Hufint stands for Huffman integer, or Huffman coded integer.
The contract of this coding tool is:
- allow to encode any positive integer (including 0) a a set of bits
- allow a non-ambiguous decoding algorithm
- use less bits for smaller integer
- allow non-ambiguous encoding/decoding for arrays of integers.
Hufint are used in the Matscape projects, wherever
- integer values are likely to be small (example: number of child)
- integer values are allowed to be large (but rather seldom)
- integer statistical distribution is roughly an exponential decrease
- encoding size is critical
- speed for math operations on the values is not critical
Hufint base
The Hufint base is the slice size for the Hufint bitset representation.

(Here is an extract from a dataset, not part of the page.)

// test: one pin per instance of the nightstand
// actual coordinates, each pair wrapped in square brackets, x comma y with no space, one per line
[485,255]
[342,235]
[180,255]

Matscape uses Hufint-6 representations (Hufint base = 6), where
- numbers from 0 to 2^5-1 (31) are represented on 6 bits
- numbers from 2^5 (32) to 2^10-1 (1023) are represented on 12 bits
- numbers from 2^10 (1024) to 2^15-1 (1023) are represented on 18 bits
- etc...
Algorithm
The algorithm is rather starightforward but not documented here.
At least two public functions (in a java lib) are defined:
int f(BitSet) /* conversion of bitSet into a positive integer - decoding */ BitSet f(int) /* conversion of a positive integer into bitSet - encoding */
Similar functions are available for arrays of integers.
Various other convenience functions aredefined for reporting and checking.